In a few minutes they entered a narrow gorge which, as Giorgio explained, led straight down to the river. A fast run brought them to the brink of the stream. To the Albanian’s amazement and alarm George ran the car straight into the water. He was rather uneasy himself when he found how the additional weight of a third person depressed the car. The stream was shallow and sluggish, and he had to bring the car very near to the middle of the current before he was satisfied that it would float without risk to the wheels. If they should strike with any force upon a rock in the bed of the river they might buckle, or the tyres might be punctured, and then it would be good-bye to any chance of finishing their journey.

Owing to the make of the car, it was impossible to employ the rods that supported it when the gyroscopes were not working to fend off obstacles in the channel. All that George could do was to keep a sharp look-out over the edge of the wind-screen, and steer what appeared to be the safest course.

“I suppose the channel deepens as we proceed, and we shan’t be in such danger,” he said.

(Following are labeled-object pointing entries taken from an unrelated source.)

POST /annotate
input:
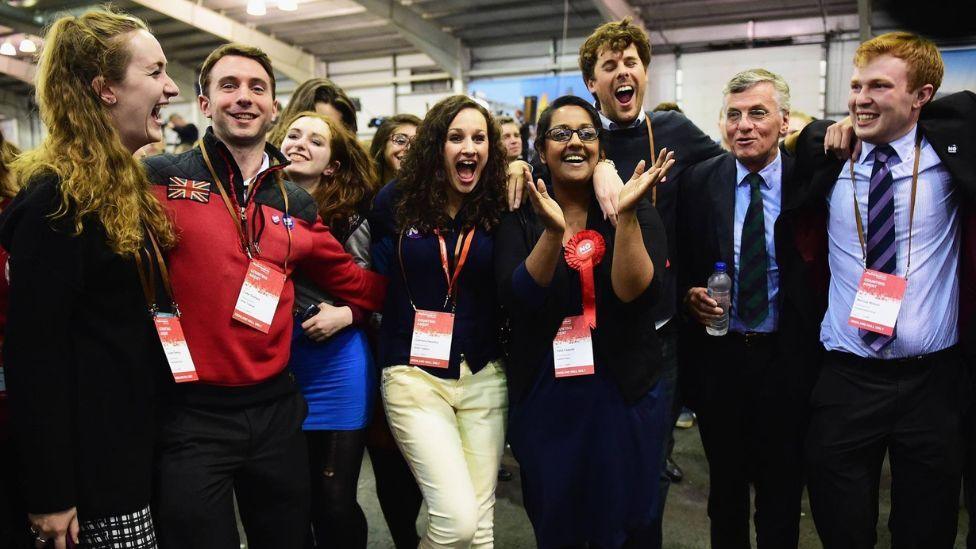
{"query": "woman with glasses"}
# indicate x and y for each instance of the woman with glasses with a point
(586, 423)
(391, 143)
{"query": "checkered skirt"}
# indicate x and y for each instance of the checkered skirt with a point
(131, 531)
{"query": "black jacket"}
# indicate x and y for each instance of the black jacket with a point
(624, 342)
(706, 214)
(83, 362)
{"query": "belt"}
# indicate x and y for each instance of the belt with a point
(751, 339)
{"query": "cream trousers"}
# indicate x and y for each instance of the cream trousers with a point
(452, 433)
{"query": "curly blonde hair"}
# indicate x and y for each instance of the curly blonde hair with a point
(98, 175)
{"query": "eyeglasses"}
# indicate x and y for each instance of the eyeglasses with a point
(401, 139)
(563, 134)
(756, 115)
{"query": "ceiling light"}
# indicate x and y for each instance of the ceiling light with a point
(256, 7)
(28, 46)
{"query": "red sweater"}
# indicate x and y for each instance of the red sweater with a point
(208, 265)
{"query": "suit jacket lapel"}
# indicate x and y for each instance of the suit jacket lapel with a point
(723, 199)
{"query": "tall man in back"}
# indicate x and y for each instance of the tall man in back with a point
(893, 383)
(236, 432)
(614, 61)
(737, 208)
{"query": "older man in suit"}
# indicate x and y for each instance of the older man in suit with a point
(895, 213)
(736, 208)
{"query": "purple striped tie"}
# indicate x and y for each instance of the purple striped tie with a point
(881, 227)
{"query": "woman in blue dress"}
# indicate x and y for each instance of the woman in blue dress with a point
(330, 356)
(586, 421)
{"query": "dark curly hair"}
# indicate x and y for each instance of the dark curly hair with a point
(423, 182)
(378, 146)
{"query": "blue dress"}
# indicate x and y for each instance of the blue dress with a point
(337, 378)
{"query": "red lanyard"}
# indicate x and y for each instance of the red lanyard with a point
(248, 243)
(461, 250)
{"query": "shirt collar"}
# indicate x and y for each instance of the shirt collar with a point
(904, 146)
(611, 125)
(769, 174)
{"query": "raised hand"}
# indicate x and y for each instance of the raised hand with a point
(546, 208)
(642, 181)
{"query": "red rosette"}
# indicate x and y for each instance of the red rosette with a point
(583, 252)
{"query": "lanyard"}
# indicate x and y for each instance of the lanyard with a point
(461, 250)
(650, 138)
(249, 244)
(148, 281)
(911, 209)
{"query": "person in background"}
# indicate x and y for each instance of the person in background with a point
(319, 95)
(391, 143)
(614, 61)
(186, 131)
(584, 438)
(330, 356)
(396, 489)
(511, 138)
(433, 236)
(82, 359)
(13, 513)
(769, 358)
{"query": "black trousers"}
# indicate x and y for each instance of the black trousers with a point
(912, 409)
(207, 456)
(752, 433)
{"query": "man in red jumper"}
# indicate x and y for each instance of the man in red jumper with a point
(236, 431)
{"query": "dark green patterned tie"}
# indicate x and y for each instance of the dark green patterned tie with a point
(753, 296)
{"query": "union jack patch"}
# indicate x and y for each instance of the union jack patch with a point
(188, 189)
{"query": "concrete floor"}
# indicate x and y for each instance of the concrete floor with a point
(685, 519)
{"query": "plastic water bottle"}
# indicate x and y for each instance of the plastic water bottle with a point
(719, 289)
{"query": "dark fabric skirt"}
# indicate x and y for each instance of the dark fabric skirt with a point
(590, 463)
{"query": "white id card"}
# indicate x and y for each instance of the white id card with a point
(572, 348)
(877, 302)
(431, 342)
(258, 300)
(174, 346)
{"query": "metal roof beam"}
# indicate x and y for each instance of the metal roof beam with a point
(447, 51)
(291, 61)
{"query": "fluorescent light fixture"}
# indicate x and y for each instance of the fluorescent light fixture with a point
(256, 7)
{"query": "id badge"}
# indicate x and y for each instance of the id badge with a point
(431, 343)
(572, 348)
(174, 346)
(877, 302)
(259, 295)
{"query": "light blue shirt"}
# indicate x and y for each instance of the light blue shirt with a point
(930, 310)
(772, 192)
(611, 125)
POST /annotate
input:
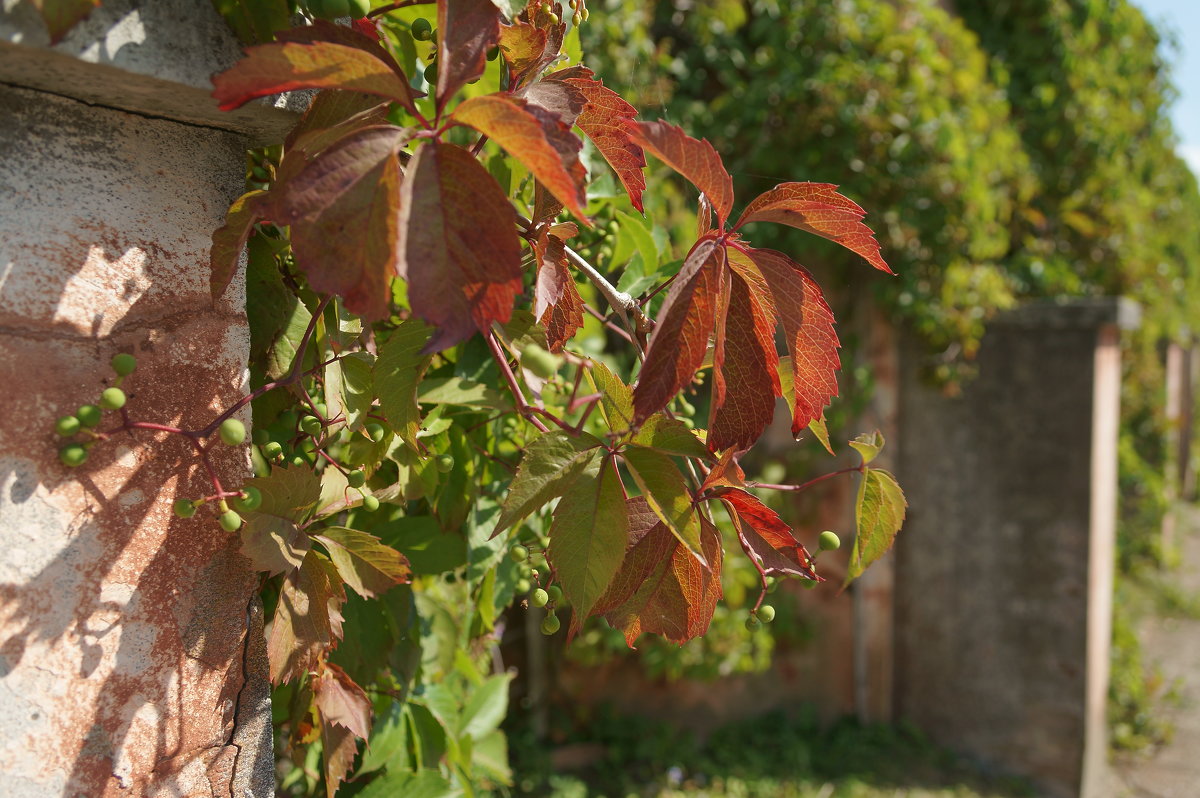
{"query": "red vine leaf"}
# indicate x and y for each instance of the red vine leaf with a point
(694, 159)
(765, 537)
(817, 208)
(337, 754)
(286, 66)
(557, 303)
(342, 208)
(745, 367)
(539, 139)
(808, 328)
(606, 119)
(341, 701)
(682, 330)
(229, 239)
(307, 618)
(588, 537)
(467, 30)
(459, 246)
(660, 587)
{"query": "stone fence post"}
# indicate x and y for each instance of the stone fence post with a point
(125, 661)
(1005, 567)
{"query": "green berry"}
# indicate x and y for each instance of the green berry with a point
(233, 432)
(541, 363)
(72, 455)
(251, 501)
(112, 399)
(124, 364)
(89, 415)
(67, 426)
(829, 540)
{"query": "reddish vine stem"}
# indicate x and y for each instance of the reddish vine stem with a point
(813, 481)
(523, 407)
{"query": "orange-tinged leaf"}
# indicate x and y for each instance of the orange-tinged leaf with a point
(229, 239)
(694, 159)
(467, 29)
(765, 537)
(745, 370)
(337, 754)
(364, 563)
(342, 208)
(307, 619)
(682, 331)
(557, 303)
(606, 119)
(459, 246)
(286, 66)
(341, 701)
(808, 328)
(60, 16)
(539, 139)
(660, 587)
(817, 208)
(588, 537)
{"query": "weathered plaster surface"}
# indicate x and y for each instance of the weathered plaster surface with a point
(124, 657)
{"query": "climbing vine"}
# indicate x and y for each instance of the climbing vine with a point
(459, 405)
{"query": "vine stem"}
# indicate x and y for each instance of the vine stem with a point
(625, 305)
(813, 481)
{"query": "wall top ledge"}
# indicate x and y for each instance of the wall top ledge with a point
(147, 57)
(1073, 313)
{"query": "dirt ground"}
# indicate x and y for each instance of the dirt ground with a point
(1173, 645)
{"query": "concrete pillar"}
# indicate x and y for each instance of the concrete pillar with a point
(1005, 565)
(125, 661)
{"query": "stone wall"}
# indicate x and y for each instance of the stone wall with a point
(1005, 589)
(125, 661)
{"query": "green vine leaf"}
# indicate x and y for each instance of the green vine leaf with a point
(666, 491)
(661, 587)
(551, 465)
(397, 372)
(879, 515)
(459, 246)
(307, 618)
(869, 444)
(363, 562)
(588, 535)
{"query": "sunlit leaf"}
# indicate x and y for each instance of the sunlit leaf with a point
(879, 515)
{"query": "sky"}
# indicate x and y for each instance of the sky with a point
(1182, 17)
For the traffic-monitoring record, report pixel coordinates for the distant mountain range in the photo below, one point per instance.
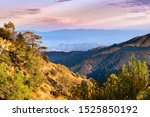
(85, 39)
(98, 62)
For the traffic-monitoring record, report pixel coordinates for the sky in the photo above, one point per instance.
(46, 15)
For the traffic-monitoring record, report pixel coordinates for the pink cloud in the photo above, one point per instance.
(60, 20)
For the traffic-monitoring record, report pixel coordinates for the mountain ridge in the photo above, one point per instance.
(97, 61)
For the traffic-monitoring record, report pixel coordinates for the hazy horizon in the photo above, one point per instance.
(57, 15)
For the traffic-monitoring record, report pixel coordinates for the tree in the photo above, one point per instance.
(133, 78)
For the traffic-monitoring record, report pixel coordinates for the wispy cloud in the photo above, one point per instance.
(59, 20)
(62, 0)
(21, 12)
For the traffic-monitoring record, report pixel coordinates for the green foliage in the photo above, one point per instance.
(131, 83)
(82, 91)
(12, 83)
(20, 64)
(132, 80)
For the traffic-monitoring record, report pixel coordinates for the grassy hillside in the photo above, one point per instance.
(26, 74)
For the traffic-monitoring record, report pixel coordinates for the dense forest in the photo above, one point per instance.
(25, 71)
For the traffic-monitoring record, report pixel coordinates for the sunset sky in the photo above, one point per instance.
(46, 15)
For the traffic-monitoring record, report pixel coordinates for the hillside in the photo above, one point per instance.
(101, 61)
(26, 74)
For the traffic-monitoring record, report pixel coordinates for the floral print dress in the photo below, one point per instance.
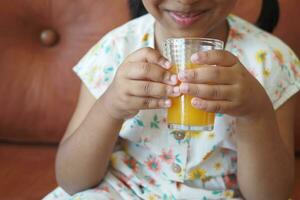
(153, 162)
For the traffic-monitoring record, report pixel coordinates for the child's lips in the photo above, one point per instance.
(186, 18)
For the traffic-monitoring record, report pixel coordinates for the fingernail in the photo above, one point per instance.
(182, 75)
(195, 57)
(184, 88)
(167, 65)
(196, 102)
(173, 79)
(176, 91)
(198, 57)
(167, 103)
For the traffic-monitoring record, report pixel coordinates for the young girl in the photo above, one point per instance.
(118, 146)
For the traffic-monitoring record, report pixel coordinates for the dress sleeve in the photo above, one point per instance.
(279, 72)
(98, 67)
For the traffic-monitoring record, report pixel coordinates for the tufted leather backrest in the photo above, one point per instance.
(40, 41)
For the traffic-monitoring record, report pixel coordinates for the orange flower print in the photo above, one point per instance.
(207, 155)
(167, 156)
(145, 37)
(261, 56)
(266, 72)
(218, 166)
(197, 173)
(235, 34)
(211, 135)
(152, 197)
(278, 56)
(228, 194)
(131, 163)
(295, 68)
(153, 164)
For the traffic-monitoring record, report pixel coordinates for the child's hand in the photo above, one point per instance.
(141, 82)
(223, 85)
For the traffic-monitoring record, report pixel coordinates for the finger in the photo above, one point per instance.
(152, 89)
(214, 57)
(149, 55)
(149, 103)
(212, 106)
(149, 71)
(211, 92)
(207, 74)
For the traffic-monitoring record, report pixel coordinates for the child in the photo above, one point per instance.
(118, 146)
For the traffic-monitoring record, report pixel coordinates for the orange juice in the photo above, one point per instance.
(183, 115)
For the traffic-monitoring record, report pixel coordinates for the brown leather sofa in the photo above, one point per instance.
(40, 42)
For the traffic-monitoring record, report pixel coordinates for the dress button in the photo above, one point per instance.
(179, 135)
(176, 168)
(49, 37)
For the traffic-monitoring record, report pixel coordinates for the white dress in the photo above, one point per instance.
(153, 162)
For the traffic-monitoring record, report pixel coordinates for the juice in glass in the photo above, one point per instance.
(182, 115)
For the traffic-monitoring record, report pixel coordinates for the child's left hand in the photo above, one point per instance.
(223, 85)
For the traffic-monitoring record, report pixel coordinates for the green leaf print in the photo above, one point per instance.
(216, 192)
(155, 122)
(177, 158)
(139, 122)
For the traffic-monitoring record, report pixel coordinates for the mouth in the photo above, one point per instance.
(186, 18)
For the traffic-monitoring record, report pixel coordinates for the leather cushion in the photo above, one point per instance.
(38, 89)
(27, 172)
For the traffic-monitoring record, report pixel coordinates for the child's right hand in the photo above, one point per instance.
(141, 82)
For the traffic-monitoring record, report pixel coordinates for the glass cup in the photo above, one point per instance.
(182, 115)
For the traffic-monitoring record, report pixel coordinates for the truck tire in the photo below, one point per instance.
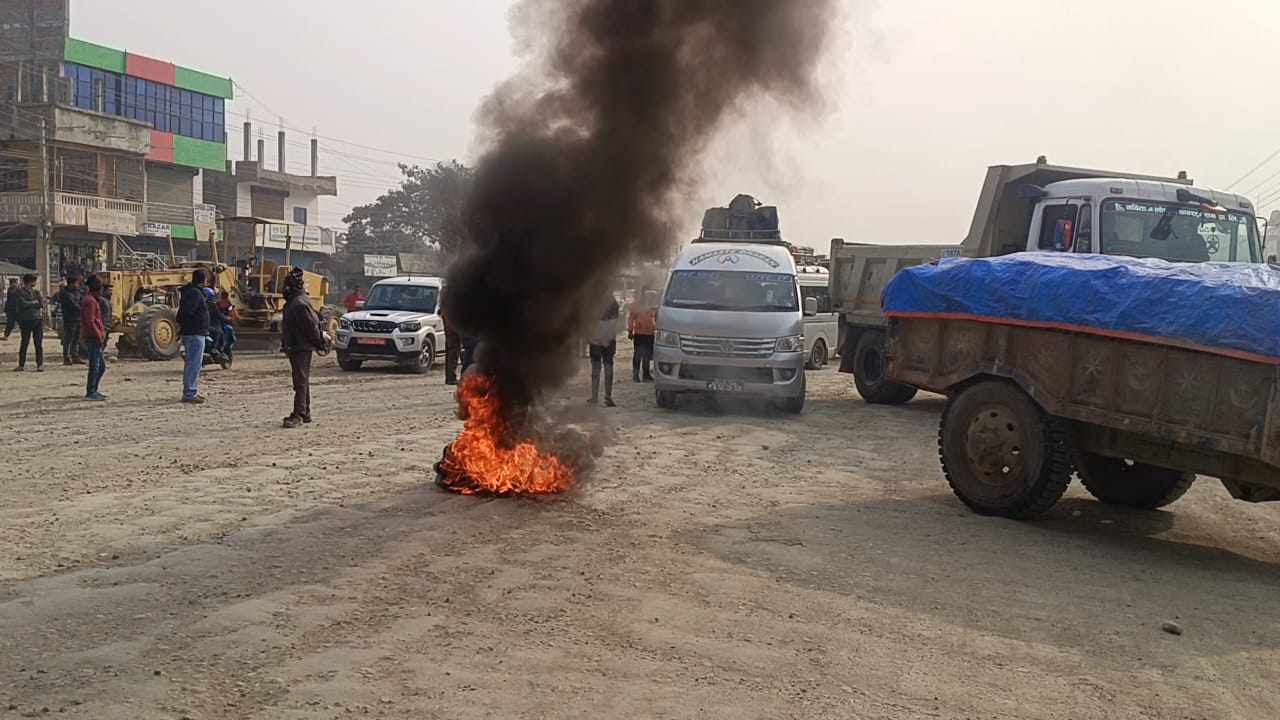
(1001, 454)
(869, 373)
(794, 405)
(818, 355)
(156, 335)
(1130, 484)
(423, 361)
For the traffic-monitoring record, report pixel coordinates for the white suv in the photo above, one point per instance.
(400, 323)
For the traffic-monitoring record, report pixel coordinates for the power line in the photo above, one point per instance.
(1256, 168)
(383, 150)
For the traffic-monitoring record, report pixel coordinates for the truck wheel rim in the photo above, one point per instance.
(872, 365)
(995, 443)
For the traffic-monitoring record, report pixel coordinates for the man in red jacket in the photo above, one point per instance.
(94, 336)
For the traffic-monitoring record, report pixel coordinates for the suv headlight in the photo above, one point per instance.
(790, 343)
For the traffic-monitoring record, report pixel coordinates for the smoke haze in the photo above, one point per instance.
(589, 151)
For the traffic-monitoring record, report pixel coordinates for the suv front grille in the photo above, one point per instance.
(727, 346)
(373, 326)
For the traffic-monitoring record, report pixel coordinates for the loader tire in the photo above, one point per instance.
(1130, 484)
(1001, 454)
(158, 336)
(869, 373)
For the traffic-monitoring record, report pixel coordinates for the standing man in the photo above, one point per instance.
(452, 350)
(641, 324)
(10, 308)
(31, 323)
(94, 333)
(193, 326)
(603, 347)
(224, 305)
(71, 299)
(300, 337)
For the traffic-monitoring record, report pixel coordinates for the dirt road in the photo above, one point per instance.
(164, 561)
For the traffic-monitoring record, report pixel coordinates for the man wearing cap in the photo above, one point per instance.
(71, 299)
(300, 337)
(193, 326)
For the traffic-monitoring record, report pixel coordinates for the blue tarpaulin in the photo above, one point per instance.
(1224, 306)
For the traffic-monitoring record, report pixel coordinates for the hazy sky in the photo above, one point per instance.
(922, 95)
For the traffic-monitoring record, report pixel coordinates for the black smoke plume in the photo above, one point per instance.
(589, 151)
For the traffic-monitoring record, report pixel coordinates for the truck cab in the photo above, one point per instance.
(1038, 206)
(1143, 219)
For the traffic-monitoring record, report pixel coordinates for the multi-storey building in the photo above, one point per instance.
(106, 154)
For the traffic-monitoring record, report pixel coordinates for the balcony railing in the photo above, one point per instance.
(97, 203)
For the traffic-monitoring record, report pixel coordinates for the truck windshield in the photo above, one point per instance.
(726, 290)
(1183, 233)
(405, 297)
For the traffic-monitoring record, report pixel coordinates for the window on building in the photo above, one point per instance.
(163, 106)
(13, 174)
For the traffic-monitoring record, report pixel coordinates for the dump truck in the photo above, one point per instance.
(1087, 387)
(1038, 206)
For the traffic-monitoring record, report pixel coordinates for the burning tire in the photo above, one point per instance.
(869, 373)
(1001, 454)
(1130, 484)
(156, 335)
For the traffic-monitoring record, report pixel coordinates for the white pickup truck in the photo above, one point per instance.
(1041, 208)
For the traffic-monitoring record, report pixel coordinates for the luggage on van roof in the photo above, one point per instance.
(745, 218)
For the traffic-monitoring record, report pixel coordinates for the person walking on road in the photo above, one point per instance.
(300, 337)
(10, 308)
(603, 347)
(71, 299)
(31, 323)
(353, 300)
(193, 326)
(94, 333)
(641, 324)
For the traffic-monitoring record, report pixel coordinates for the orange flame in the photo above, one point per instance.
(480, 461)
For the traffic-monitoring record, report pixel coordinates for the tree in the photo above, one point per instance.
(424, 212)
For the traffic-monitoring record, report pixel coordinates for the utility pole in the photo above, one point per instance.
(44, 229)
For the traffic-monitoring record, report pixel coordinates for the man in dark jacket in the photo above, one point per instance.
(300, 337)
(71, 299)
(193, 326)
(31, 323)
(10, 308)
(94, 333)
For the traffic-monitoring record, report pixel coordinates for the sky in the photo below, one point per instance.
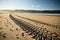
(30, 4)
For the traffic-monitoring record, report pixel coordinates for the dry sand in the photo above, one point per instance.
(8, 27)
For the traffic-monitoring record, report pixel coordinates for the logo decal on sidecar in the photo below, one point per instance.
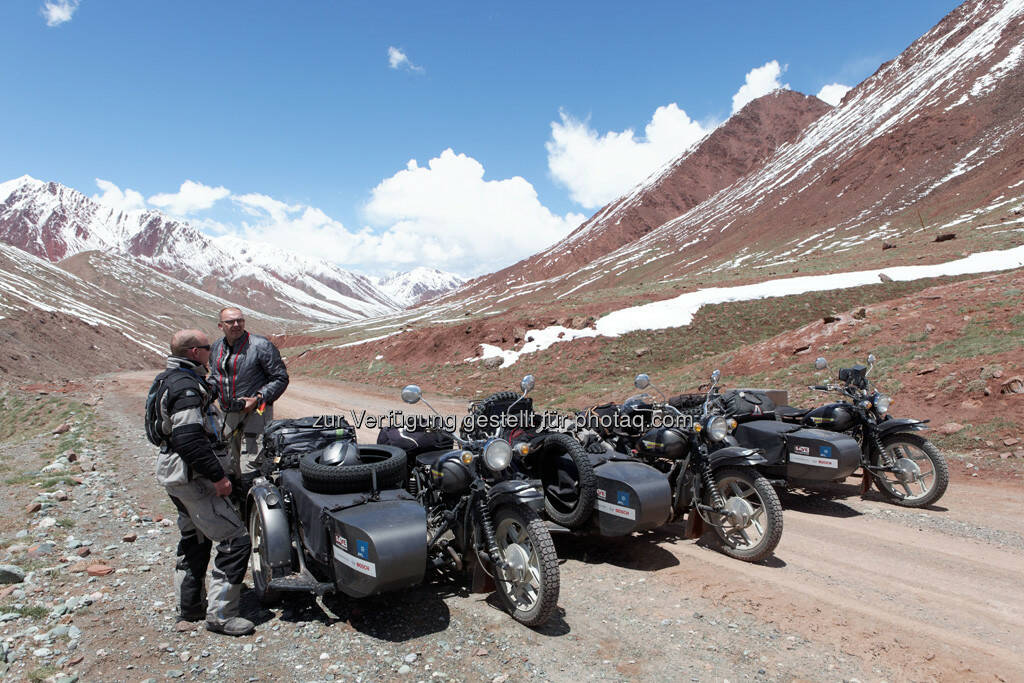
(616, 510)
(360, 565)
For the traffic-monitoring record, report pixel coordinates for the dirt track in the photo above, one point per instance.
(923, 594)
(857, 589)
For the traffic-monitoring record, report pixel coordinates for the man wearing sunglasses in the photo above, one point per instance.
(249, 376)
(193, 471)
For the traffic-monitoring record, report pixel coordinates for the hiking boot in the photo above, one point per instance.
(236, 626)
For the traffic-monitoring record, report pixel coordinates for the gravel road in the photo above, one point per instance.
(857, 590)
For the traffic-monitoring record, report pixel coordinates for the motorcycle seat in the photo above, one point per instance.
(790, 414)
(430, 459)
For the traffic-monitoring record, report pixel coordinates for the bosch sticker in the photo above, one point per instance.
(360, 565)
(616, 510)
(813, 461)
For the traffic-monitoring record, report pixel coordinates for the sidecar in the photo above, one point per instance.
(631, 496)
(338, 521)
(800, 456)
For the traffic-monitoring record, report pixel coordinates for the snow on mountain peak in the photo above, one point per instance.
(419, 285)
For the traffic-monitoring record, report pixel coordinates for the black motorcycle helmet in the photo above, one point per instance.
(451, 473)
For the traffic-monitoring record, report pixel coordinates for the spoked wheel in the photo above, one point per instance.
(921, 474)
(258, 561)
(528, 585)
(751, 524)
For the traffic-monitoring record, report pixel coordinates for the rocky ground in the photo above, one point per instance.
(858, 589)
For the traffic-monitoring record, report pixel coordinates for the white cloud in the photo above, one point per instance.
(192, 197)
(760, 81)
(127, 200)
(397, 59)
(253, 204)
(58, 11)
(833, 93)
(444, 214)
(599, 168)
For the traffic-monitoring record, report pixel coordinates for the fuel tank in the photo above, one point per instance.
(834, 417)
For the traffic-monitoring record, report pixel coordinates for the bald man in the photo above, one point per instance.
(249, 375)
(194, 475)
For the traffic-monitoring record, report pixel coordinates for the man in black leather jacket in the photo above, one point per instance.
(194, 475)
(249, 376)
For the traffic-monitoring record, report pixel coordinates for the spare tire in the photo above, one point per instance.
(568, 480)
(386, 462)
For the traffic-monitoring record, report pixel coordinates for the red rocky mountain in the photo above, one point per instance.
(931, 144)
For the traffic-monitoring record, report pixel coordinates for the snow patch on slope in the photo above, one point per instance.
(679, 311)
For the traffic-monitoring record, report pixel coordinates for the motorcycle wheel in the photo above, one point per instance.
(258, 561)
(569, 482)
(753, 499)
(928, 469)
(528, 588)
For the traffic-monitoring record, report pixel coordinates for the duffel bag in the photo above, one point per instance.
(286, 439)
(415, 442)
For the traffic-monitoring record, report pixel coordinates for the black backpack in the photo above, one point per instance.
(154, 419)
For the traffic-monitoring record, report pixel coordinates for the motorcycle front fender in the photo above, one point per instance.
(265, 500)
(516, 492)
(735, 455)
(900, 425)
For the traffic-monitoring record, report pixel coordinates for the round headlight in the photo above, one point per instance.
(497, 455)
(716, 428)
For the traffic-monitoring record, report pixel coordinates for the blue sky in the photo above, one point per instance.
(296, 123)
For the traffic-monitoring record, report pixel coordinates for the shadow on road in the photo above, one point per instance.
(642, 552)
(393, 616)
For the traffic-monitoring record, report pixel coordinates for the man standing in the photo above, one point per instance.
(249, 375)
(194, 475)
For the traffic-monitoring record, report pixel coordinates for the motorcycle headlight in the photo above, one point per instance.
(497, 455)
(716, 428)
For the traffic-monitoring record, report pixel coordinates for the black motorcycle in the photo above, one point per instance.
(484, 518)
(713, 483)
(327, 515)
(601, 491)
(905, 467)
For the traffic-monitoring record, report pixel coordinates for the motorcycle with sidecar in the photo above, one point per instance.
(601, 491)
(716, 484)
(329, 515)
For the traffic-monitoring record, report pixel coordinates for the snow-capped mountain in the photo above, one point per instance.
(419, 285)
(53, 222)
(931, 143)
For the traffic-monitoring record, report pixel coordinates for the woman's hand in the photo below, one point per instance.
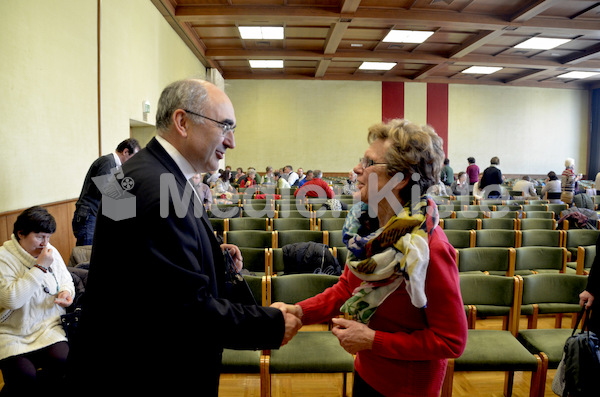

Maurice asked a question of Giorgio.

“Yes, excellence,” replied the man. “The river becomes deeper after the rapids are passed, and deeper still when it joins the White Drin and flows towards the sea.”

“Rapids, are there!” cried George, when the man’s reply was translated. “I hope they’re not bad ones.”

“The water is very swift there,” Giorgio replied to a question from Maurice. “And many rocks stand out of it. Assuredly you will not think of running through the rapids, excellence?”

George declared that he certainly would run the rapids, unless they were very bad. What else could be done? The bank of the river on either side appeared too high and rugged even for a climber to scale.